Today, July 30, 2021, is Ethereum’s sixth anniversary.
In fact, the block number 0 from the blockchain Ethereum was extracted on July 30, 2015, exactly six years ago.
At the time, this was in the wake of the first major bitcoin bull run, which ended in December 2013, and most notably the closure of Mt.Gox due to bankruptcy.
Bitcoin price dropped to $180 in January 2015, after surpassing $1,100 between November and December 2013.
2015 was probably the worst year so far for the entire cryptocurrency industry.
At the time, very few other cryptocurrencies existed.

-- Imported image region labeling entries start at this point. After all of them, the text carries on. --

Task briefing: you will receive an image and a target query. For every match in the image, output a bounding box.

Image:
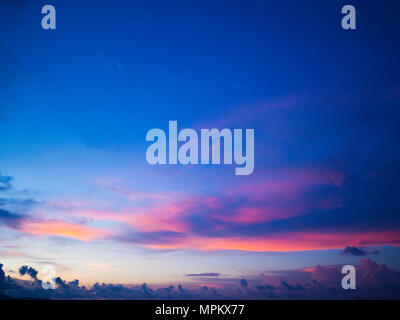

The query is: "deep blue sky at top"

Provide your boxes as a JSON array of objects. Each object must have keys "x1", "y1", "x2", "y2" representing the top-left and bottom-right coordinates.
[
  {"x1": 0, "y1": 0, "x2": 400, "y2": 284},
  {"x1": 0, "y1": 1, "x2": 399, "y2": 156}
]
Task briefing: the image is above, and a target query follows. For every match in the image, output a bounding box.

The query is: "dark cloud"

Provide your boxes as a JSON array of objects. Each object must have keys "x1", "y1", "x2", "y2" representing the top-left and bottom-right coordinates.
[
  {"x1": 0, "y1": 258, "x2": 400, "y2": 300},
  {"x1": 18, "y1": 266, "x2": 38, "y2": 280},
  {"x1": 240, "y1": 279, "x2": 249, "y2": 289},
  {"x1": 342, "y1": 247, "x2": 380, "y2": 256},
  {"x1": 186, "y1": 272, "x2": 221, "y2": 277}
]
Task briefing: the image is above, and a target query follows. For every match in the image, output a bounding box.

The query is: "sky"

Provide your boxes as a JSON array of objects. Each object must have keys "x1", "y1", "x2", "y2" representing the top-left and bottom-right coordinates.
[{"x1": 0, "y1": 0, "x2": 400, "y2": 298}]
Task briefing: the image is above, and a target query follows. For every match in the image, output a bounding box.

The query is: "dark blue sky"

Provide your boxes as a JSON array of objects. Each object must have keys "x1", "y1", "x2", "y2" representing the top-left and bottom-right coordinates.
[{"x1": 0, "y1": 0, "x2": 400, "y2": 294}]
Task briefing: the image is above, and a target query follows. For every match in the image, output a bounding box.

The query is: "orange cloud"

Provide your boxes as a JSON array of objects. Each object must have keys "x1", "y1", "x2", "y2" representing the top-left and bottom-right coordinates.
[
  {"x1": 19, "y1": 220, "x2": 105, "y2": 241},
  {"x1": 147, "y1": 230, "x2": 400, "y2": 252}
]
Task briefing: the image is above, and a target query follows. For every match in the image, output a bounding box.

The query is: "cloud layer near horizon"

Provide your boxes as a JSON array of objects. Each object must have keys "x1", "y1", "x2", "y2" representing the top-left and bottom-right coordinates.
[{"x1": 0, "y1": 258, "x2": 400, "y2": 299}]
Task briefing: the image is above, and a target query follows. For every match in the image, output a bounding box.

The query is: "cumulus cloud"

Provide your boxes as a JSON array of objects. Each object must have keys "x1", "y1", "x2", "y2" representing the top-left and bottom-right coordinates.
[
  {"x1": 0, "y1": 258, "x2": 400, "y2": 299},
  {"x1": 186, "y1": 272, "x2": 221, "y2": 277},
  {"x1": 18, "y1": 266, "x2": 38, "y2": 280}
]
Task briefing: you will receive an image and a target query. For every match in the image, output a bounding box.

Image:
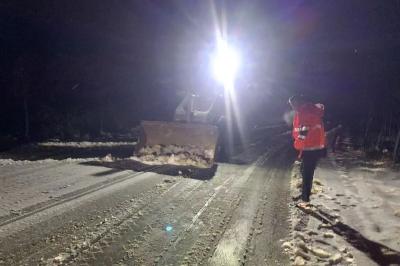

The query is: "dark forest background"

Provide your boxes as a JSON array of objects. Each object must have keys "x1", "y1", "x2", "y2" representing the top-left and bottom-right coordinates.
[{"x1": 0, "y1": 0, "x2": 400, "y2": 158}]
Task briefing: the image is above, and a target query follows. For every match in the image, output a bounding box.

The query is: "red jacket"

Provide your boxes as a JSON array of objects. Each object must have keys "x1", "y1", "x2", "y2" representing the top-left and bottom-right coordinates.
[{"x1": 292, "y1": 103, "x2": 325, "y2": 151}]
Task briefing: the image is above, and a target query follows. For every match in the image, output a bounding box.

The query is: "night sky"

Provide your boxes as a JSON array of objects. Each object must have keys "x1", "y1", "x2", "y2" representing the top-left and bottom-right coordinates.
[{"x1": 0, "y1": 0, "x2": 400, "y2": 139}]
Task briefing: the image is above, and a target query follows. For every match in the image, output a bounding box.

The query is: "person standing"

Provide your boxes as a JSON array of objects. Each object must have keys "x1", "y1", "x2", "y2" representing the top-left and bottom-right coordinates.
[{"x1": 289, "y1": 96, "x2": 326, "y2": 207}]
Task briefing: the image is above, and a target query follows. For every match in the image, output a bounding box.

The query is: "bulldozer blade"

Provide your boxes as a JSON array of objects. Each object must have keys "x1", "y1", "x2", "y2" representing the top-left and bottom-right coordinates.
[{"x1": 136, "y1": 121, "x2": 218, "y2": 166}]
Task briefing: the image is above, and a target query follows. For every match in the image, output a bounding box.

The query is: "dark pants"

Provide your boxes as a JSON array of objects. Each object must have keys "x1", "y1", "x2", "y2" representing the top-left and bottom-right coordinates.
[{"x1": 300, "y1": 150, "x2": 322, "y2": 202}]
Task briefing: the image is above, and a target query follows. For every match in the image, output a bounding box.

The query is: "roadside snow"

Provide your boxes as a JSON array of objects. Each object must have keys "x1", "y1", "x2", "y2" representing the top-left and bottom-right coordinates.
[
  {"x1": 37, "y1": 141, "x2": 136, "y2": 148},
  {"x1": 282, "y1": 148, "x2": 400, "y2": 266}
]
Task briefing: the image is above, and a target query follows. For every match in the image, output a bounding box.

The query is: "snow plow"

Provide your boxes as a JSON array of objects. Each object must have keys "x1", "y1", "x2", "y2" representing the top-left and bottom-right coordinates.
[{"x1": 133, "y1": 121, "x2": 218, "y2": 168}]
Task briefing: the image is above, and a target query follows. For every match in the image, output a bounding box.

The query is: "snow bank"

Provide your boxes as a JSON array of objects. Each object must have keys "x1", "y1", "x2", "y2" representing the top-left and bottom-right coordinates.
[
  {"x1": 132, "y1": 145, "x2": 214, "y2": 168},
  {"x1": 38, "y1": 141, "x2": 136, "y2": 148}
]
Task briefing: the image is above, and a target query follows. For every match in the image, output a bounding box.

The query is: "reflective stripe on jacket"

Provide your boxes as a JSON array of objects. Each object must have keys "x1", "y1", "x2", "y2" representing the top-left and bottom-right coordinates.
[{"x1": 292, "y1": 103, "x2": 325, "y2": 151}]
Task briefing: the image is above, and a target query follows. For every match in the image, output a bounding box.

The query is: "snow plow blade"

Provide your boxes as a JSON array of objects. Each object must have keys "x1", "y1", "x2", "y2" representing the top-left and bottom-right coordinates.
[{"x1": 133, "y1": 121, "x2": 218, "y2": 168}]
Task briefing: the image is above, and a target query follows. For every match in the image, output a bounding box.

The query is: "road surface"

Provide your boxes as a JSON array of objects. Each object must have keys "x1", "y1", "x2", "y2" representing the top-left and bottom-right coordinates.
[{"x1": 0, "y1": 143, "x2": 291, "y2": 265}]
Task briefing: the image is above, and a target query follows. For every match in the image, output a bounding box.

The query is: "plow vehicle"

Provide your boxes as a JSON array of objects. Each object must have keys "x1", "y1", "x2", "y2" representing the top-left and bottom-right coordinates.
[
  {"x1": 134, "y1": 39, "x2": 240, "y2": 168},
  {"x1": 134, "y1": 94, "x2": 221, "y2": 168}
]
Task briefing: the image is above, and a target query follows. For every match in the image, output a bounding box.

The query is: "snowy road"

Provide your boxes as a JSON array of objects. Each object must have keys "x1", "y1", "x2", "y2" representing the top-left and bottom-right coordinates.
[{"x1": 0, "y1": 144, "x2": 291, "y2": 265}]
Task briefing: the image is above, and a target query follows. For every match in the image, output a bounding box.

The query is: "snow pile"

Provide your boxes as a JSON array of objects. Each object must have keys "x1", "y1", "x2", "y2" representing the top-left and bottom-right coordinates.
[
  {"x1": 0, "y1": 159, "x2": 31, "y2": 166},
  {"x1": 0, "y1": 157, "x2": 103, "y2": 167},
  {"x1": 38, "y1": 141, "x2": 136, "y2": 148},
  {"x1": 132, "y1": 145, "x2": 214, "y2": 168}
]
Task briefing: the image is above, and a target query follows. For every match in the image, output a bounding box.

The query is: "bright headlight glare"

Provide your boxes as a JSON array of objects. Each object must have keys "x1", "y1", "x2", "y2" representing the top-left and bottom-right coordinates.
[{"x1": 212, "y1": 41, "x2": 240, "y2": 88}]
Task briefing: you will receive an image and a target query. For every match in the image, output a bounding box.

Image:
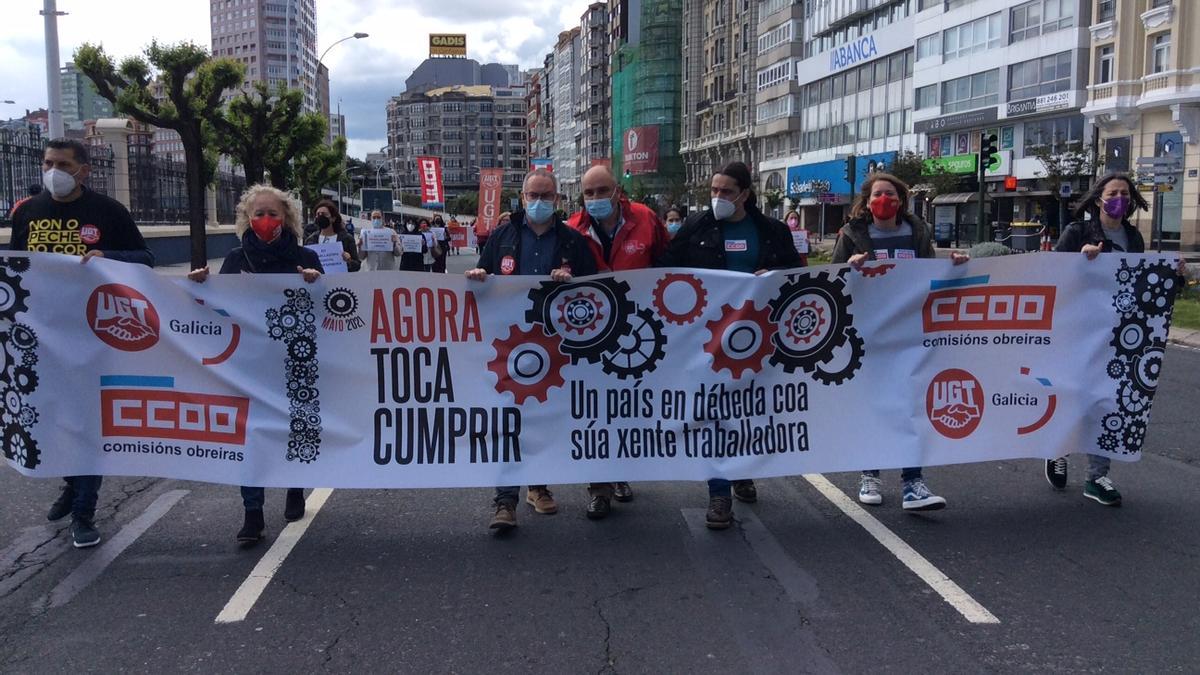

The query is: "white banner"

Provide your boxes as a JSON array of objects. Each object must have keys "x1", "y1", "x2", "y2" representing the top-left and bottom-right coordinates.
[{"x1": 0, "y1": 253, "x2": 1175, "y2": 488}]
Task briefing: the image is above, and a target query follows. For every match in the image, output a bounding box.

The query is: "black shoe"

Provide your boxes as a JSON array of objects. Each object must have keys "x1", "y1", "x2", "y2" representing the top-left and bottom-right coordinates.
[
  {"x1": 283, "y1": 488, "x2": 304, "y2": 522},
  {"x1": 46, "y1": 485, "x2": 74, "y2": 522},
  {"x1": 238, "y1": 510, "x2": 266, "y2": 544},
  {"x1": 612, "y1": 483, "x2": 634, "y2": 502},
  {"x1": 588, "y1": 495, "x2": 612, "y2": 520},
  {"x1": 71, "y1": 516, "x2": 100, "y2": 549},
  {"x1": 704, "y1": 497, "x2": 733, "y2": 530},
  {"x1": 733, "y1": 480, "x2": 758, "y2": 504}
]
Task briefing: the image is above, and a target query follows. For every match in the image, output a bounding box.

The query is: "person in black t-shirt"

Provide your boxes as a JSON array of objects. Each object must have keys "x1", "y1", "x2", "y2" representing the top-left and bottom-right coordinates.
[{"x1": 10, "y1": 138, "x2": 154, "y2": 549}]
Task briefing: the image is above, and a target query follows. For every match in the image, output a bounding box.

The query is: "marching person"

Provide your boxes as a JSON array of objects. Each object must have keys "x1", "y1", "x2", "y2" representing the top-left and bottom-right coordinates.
[
  {"x1": 8, "y1": 138, "x2": 154, "y2": 549},
  {"x1": 466, "y1": 169, "x2": 596, "y2": 532},
  {"x1": 305, "y1": 199, "x2": 362, "y2": 271},
  {"x1": 566, "y1": 166, "x2": 667, "y2": 520},
  {"x1": 359, "y1": 209, "x2": 400, "y2": 271},
  {"x1": 1045, "y1": 173, "x2": 1187, "y2": 507},
  {"x1": 833, "y1": 173, "x2": 970, "y2": 510},
  {"x1": 659, "y1": 162, "x2": 800, "y2": 530},
  {"x1": 187, "y1": 185, "x2": 324, "y2": 544}
]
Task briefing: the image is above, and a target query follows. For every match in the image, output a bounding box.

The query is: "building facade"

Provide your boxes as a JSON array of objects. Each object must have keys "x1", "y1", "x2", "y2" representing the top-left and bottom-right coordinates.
[
  {"x1": 388, "y1": 85, "x2": 529, "y2": 199},
  {"x1": 913, "y1": 0, "x2": 1094, "y2": 239},
  {"x1": 1082, "y1": 0, "x2": 1200, "y2": 251},
  {"x1": 679, "y1": 0, "x2": 758, "y2": 199},
  {"x1": 59, "y1": 61, "x2": 113, "y2": 130}
]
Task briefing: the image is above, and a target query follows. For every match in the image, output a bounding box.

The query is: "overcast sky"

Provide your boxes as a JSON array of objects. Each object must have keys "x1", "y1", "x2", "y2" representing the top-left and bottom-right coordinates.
[{"x1": 0, "y1": 0, "x2": 590, "y2": 159}]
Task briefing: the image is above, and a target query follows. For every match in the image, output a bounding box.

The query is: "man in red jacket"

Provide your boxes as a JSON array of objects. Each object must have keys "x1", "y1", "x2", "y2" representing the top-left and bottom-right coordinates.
[{"x1": 566, "y1": 166, "x2": 667, "y2": 520}]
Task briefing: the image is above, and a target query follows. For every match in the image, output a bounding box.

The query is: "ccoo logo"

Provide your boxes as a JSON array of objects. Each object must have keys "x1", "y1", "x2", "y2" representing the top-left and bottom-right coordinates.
[
  {"x1": 925, "y1": 368, "x2": 984, "y2": 441},
  {"x1": 88, "y1": 283, "x2": 160, "y2": 352}
]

In addition to Bitcoin, which was born in 2009, there were Litecoin (born in 2011), Ripple (2012), Dogecoin (2013), Stellar (2014) and a handful of other cryptocurrencies.
At the time, cryptocurrencies were mostly just means of payment, that is, currencies used to carry out financial transactions.
Ethereum and smart contracts
So Ethereum introduced an innovation: smart contracts.
Smart contracts had been talked about for a long time before, but it was only in the 2013 white paper from Ethereum that its crypto version has been formalized.
In fact, Ethereum was born precisely as something new and innovative in the restricted crypto scenario of the time, that is, fundamentally as a platform to manage smart contracts, rather than a means of payment.
The same white paper published by Vitalik Buterin in 2013 begins with a paragraph entitled “A Smart Next Generation Contract and a Decentralized Application Platform”.
In this article, Buterin calls Bitcoin the “Transition System”, as well as all alternative crypto designs existing at the time. Whereas their vision was of a very different project, that is, not an alternative decentralized digital currency, but a decentralized digital platform for managing smart contracts.
In the Ethereum white paper, Buterin cited Namecoin, Colored Coins and Metacoins as examples and then defined Ethereum as follows:
“Ethereum’s intent is to create an alternative protocol for building decentralized applications, providing a different set of trade-offs that we believe are very useful for a large class of decentralized applications, with particular emphasis on situations where rapid development time, security for small and rarely used apps and the ability of different apps to interact very efficiently is important. Ethereum does this by building what is essentially the final abstract fundamental layer: a blockchain with an integrated Turing-complete programming language, allowing anyone to write smart contracts and decentralized applications where they can create their own arbitrary rules for ownership, transaction formats and state transition functions”.
Two years after the white paper was published, the first block of the new Ethereum blockchain was extracted.
Shortly thereafter, ETH tokens started to be traded on the market, at a price around US$2.8, which dropped to less than US$0.5 in the following months. Today the ETH is worth over $2,200.